最近のニュースで目立つものと言えば、7月27日に森元首相が安倍首相にサマータイム導入を要請したことにより政府与党が働き方改革の推進や東京オリンピックに合わせてサマータイム導入を検討しているという話です。
サマータイムと言うのは結構な国で実施されている制度で、夏の明るい日照時間を有効活用するために夏の間は時計を一時間早めるというものです。

この制度はGHQが日本を占領している間一度導入されたものの、国民の反対で4年間で終了しています。
また何度か議論の俎上に上がっておきながらそのたびに頓挫もしています。
そして少なくない国や地域で一度導入されながら、廃止と言う流れに至っています。
さらにこの20年で新たに導入している場所はありません。

つまりサマータイムというのは導入された国の国民にとっては、言われているメリットを凌駕するデメリットがある、あるいはメリットがデメリットより大きいとしてもそのデメリットが致命的と言う事です。
少なくとも聞こえてくるデメリットはサマータイムで心臓発作や自殺、鬱が増加するなど碌でもないものばかりです。
良いデータもあるにはありますがこんないい事があったという主張と、いやこんな悪いことがあったとする主張がせいぜい拮抗する程度で、であるならば少なくとも導入する意味と言うのは全くありません。

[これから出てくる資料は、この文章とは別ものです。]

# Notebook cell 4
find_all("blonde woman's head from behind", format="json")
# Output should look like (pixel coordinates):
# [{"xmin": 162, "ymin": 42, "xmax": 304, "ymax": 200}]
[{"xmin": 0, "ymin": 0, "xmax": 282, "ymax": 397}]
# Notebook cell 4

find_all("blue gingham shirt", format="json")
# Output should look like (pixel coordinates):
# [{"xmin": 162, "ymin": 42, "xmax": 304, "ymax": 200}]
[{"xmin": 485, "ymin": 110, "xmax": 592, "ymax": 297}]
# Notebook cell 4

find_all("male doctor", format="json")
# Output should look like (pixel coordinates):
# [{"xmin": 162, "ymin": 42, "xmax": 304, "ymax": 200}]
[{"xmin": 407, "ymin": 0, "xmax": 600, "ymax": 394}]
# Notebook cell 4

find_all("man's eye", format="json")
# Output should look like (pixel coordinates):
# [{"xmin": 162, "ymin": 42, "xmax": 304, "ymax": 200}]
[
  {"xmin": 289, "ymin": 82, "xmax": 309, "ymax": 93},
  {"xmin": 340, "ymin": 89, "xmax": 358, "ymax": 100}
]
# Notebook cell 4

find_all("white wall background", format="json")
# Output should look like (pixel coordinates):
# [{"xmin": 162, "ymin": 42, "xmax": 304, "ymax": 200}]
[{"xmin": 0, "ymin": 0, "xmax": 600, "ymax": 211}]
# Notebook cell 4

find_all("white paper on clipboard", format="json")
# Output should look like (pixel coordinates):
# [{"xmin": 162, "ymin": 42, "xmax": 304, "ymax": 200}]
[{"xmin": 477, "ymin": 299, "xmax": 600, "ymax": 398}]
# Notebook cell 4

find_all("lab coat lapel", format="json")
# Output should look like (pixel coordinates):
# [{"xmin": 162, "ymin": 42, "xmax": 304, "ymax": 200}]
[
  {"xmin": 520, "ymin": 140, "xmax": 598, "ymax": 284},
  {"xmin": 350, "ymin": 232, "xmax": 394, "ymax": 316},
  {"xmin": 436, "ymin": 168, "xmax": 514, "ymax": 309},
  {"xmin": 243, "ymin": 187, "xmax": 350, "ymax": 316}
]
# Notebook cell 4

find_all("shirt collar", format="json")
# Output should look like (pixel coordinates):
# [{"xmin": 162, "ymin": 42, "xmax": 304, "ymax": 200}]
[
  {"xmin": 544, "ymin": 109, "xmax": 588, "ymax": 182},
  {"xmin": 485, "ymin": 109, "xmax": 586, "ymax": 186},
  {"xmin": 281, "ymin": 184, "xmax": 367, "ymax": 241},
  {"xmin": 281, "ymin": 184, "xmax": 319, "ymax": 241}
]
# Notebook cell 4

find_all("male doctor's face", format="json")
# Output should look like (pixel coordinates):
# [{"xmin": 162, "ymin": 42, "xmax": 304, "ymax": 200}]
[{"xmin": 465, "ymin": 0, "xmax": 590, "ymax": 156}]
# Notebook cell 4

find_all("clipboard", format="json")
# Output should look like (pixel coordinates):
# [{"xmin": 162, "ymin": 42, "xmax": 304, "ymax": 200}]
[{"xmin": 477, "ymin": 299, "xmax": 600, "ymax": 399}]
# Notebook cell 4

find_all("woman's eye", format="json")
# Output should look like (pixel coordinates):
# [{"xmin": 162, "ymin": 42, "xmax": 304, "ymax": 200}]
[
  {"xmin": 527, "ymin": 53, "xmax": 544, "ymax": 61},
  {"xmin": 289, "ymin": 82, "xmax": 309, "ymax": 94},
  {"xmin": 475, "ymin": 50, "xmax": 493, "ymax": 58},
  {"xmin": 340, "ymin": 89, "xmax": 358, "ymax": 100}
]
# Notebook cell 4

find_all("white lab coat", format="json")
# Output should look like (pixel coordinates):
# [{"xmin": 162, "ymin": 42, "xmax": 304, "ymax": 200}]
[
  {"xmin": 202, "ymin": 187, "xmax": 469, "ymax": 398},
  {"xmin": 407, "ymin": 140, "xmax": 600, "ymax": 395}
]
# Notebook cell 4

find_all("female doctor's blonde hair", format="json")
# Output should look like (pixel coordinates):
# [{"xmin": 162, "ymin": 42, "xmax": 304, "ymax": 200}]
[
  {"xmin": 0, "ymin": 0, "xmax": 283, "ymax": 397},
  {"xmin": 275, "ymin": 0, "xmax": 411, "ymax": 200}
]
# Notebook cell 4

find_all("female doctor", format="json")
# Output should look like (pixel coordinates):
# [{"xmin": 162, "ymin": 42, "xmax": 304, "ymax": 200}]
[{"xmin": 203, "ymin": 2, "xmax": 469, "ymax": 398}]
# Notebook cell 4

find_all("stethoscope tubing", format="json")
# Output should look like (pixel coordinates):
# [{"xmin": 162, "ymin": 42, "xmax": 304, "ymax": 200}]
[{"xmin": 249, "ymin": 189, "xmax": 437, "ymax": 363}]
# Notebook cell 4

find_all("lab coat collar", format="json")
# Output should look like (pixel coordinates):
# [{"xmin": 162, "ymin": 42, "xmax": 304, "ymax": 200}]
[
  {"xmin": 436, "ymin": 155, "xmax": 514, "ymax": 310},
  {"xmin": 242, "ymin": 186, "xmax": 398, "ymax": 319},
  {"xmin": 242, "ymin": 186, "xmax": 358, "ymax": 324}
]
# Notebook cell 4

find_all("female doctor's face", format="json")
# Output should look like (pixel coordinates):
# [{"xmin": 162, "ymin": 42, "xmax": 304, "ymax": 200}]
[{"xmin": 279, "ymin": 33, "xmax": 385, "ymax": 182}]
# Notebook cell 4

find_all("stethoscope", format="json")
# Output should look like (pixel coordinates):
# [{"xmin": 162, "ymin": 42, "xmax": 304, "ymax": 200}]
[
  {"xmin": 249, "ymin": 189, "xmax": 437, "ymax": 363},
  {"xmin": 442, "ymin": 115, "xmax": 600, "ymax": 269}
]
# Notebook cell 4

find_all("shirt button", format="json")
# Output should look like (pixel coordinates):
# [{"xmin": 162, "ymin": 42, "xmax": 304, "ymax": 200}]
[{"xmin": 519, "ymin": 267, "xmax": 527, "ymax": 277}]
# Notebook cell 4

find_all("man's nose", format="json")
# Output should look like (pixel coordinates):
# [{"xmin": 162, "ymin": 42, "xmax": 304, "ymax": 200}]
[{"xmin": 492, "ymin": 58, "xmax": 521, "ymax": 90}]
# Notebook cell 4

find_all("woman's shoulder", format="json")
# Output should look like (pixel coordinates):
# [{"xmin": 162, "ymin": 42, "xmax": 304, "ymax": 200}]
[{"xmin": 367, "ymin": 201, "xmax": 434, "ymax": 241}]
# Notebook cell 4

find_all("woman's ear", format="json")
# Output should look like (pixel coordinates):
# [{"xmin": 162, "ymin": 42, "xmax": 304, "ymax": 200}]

IoT、つまりコンピューターがインフラ運営や仕事の根幹システムに欠かす事が出来ないこの時代、いきなりサマータイムを導入したらシステムエンジニアさんたちがまた寿命を削るというのも予想されていますし仮に法律で決定となったら必ずそうなるでしょう。

さて、そんなサマータイム導入に反対する人々に火に油を注ぐ様な発言をした自民党の船田元議員(アイキャッチ画像)が話題となっています。
いわく「パソコンの時間設定は律儀で真面目な国民なら乗り切れる」。
いわく「睡眠不足などの健康問題は個人の心構えでなんとかなる」。
うん、ツッコミどころ満載ですね。

国民がより安全で幸せに生きるために制度を変えるというのであれば、それに関して国民が個人で乗り越えなきゃいけないような要素があるという時点でおかしいです。
また睡眠時間の調整の得手不得手と言うのも今のところ個人の肉体や精神的才能によるところが大きく、心構え云々で「全ての国民」が何とかできるわけがないんです。
大体、睡眠の悩みは今や国民病と言われ始めてどれだけ経つと思っているんでしょうか。

少なくとも政治レベルで制度を弄り何かを大きなことを新しく始めるためには、それが社会の幸せになると言う事を納得いく形で説明しなくてはいけないのではないでしょうか。